Symmetry or asymmetry: which one is the platform of nitrogen vacancies for alkaline hydrogen evolution

Abstract

Conventional nitrogen vacancies with a symmetric coordination of metal cations (i.e., M₁–N_v–M₁) play a crucial role in tuning the local environment of the metal sites in metal nitrides and improving their electrochemical activity in the hydrogen evolution reaction (HER). However, the symmetric N_v sites, which feature a uniform charge distribution on adjacent metal sites, suffer from sluggish water dissociation kinetics and a poor capability for hydrogen desorption.

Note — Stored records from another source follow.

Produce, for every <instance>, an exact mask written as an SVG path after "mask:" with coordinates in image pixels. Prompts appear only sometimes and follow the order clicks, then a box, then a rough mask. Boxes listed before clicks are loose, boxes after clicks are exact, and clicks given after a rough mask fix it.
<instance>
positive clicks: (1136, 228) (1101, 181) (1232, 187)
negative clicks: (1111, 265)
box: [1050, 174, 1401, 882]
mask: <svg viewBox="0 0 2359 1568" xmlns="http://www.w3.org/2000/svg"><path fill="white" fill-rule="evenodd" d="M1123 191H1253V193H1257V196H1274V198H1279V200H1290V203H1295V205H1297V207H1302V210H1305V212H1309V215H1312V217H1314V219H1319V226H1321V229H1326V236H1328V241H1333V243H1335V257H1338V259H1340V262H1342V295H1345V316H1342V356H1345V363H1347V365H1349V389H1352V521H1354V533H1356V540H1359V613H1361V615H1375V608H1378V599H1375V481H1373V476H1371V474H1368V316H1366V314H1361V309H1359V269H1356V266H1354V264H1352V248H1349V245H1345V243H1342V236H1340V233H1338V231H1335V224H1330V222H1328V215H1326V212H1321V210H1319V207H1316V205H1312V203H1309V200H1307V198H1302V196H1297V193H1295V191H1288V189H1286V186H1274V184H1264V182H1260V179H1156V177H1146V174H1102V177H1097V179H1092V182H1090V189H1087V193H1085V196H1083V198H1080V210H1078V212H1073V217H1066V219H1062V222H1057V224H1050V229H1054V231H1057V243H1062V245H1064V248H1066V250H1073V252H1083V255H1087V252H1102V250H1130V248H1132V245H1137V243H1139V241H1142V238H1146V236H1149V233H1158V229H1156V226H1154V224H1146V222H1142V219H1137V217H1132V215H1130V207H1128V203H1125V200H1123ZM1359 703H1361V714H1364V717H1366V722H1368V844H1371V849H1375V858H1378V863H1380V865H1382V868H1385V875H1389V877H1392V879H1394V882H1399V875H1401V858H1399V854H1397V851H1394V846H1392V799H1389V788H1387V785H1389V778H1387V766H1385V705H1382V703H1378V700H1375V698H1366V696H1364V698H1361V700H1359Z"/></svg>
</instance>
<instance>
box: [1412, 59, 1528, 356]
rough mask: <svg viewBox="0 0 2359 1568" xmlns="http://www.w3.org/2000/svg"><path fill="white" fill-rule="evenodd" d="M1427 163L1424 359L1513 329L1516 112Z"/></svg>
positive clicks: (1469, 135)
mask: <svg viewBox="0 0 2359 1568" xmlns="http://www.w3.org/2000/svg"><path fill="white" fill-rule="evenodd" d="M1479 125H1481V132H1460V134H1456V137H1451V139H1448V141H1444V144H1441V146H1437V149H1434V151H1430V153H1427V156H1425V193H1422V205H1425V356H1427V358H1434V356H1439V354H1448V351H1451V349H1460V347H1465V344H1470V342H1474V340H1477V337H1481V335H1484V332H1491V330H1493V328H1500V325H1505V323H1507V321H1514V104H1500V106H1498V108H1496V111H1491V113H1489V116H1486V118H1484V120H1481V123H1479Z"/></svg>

Here, we fabricated Cr-doped and N_v-rich Co₄N nanorods grown on a Ni foam (Cr–Co₄N–N_v/NF) with asymmetric Cr–N_v–Co sites to effectively catalyze hydrogen evolution under alkaline conditions, with a low overpotential of 33 mV at a current density of 10 mA cm⁻² and a small Tafel slope of 37 mV dec⁻¹. The experimental characterizations and theoretical simulations collectively reveal that the construction of asymmetric Cr–N_v–Co sites gives rise to the upshift of the d-band center, thus promoting water adsorption and activation. Moreover, asymmetric N_v sites allow a balance between hydrogen adsorption and desorption, which avoids the limited desorption process over the symmetric Co–N_v–Co sites.